# Forum Home Renovation General Odds & Sods  Gorilla mighty 15 multi purpose ladder any good??

## wozzzzza

I need a new ladder, mines stuffed. I have currently a 2.4m a frame ladder but looking at getting one of these gorilla ones. Gorilla Mighty 15 Multi-Purpose Aluminium Ladder I/N 0860081 | Bunnings Warehouse
anyone know if these are any good or can recommend me a decent one like it??

----------


## r3nov8or

Had one for about 12 years. This is my "go to" ladder more almost everything. Used it everyday on my extension. Great flexibility. The adjustable heights are great for working on uneven surfaces and stairs etc. Just watch out for trapped fingers during adjustment. Becomes quite compact when fully reduced for easy transport. A downside is that it is heavier than many types, but the flexibility outweighs that 'issue'.

----------


## David.Elliott

that the bloke on the telly sells. SWMBO figured it was a "good idea" or "gave me one less excuse", and bought it at a home show.

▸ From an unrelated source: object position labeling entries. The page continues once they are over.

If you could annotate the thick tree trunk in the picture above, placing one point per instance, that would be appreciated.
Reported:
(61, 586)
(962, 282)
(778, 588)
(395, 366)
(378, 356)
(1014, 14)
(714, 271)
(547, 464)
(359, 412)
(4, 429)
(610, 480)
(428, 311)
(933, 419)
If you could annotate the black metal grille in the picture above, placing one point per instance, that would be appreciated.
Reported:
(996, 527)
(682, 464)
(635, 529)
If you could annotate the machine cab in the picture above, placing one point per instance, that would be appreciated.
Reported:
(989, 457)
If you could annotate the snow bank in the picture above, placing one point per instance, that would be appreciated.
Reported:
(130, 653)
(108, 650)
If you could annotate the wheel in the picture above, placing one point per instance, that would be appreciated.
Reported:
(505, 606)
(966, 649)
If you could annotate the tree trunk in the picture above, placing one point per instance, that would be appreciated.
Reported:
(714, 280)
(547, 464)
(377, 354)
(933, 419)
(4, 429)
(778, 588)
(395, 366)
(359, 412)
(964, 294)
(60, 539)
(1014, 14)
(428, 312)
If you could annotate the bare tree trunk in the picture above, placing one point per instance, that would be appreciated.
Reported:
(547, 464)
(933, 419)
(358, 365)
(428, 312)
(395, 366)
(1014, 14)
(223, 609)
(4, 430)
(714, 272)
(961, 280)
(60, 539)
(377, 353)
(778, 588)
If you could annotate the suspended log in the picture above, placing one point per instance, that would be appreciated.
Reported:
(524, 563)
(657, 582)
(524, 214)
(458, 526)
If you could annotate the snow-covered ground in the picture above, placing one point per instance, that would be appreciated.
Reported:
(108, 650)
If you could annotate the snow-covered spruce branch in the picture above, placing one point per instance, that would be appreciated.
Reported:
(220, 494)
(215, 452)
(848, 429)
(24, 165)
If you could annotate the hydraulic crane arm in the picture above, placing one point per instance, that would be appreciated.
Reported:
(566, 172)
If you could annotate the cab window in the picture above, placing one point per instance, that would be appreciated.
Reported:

Something like $6-700 I recall.
Cannot for the life of me remember the name of it. It compares very favourably with the mates gorilla one like you attached. Much heavier duty, and better, more reliable locking mechanism. Much wider spread in the legs, so more stable. I also have the 2x steps/shelves that come with they're invaluable for tools and paint etc, and the leveller feet. 
The one I have is much taller folded than his current version. The one drawback is its really HEAVY. I often use it broken into two as trestles, really good for that...

----------


## old1955

Are you referring to the 'Transformer Ladder', David? SWMBO also declared this setup was a good one (about two years ago) and we have found it really good. We didn't come into their plank it was way over the top in price.  We purchased the Gorilla one from Bunnings.

----------


## David.Elliott

That's the one...

----------


## shauck

I'm not a fan of a flimsy ladder and have a Gorilla for just that reason. It's awesome. Feel safe on it. The push locks can get a bit stuck but a spray sorted that real well. Love it's versatility. It's heavier than most A frame ladders but that's a good thing. When you use it, make sure you push the feet out as far as they can to make it sturdier as it can wobble at the adjustable joins.

----------


## Danny.S

Whatever you buy, buy a strong one.  Agree with the other comments that flimsy ladders are to be avoided.  There is a bailey model that I have and my mate had.  Sturdy front but flimsy back.  Mine gave out while trimming hedges.  My fault because I was using it on an uneven surface but people do stupid things.  Fortunately I landed flat on my back in about 8 inches of mulch.  When I got my wind back all I could do was laugh at my stupidity. 
My mate wasn't so lucky.  His exact same same ladder gave out on a flat surface but also being stupid and reaching too far (people do stupid things).  He fell and his entire weight landed on two of his left hand fingers.  I won't give any more detail but he is lucky he's right handed. 
This is not to bag Bailey because they have some great ladders,  but this model's rear legs were basically just thin aluminum angle.  Gorilla are great too.   
Spend some money and buy a strong ladder even if it's a bit heavier with treads up both sides. 
Danny

----------


## 3209547

Another vote here for the Gorilla. Hasn't let me down and very sturdy. As mentioned a tad heavy but sturdy and reliable.  
Sent from my GT-I9300T using Tapatalk

----------


## ChocDog

I've got the Bailey BXS 135kg multipurpose. Similar to the Gorilla but vaguely remember picking it up for less than the Gorilla price. Got it from Total Tools. I think...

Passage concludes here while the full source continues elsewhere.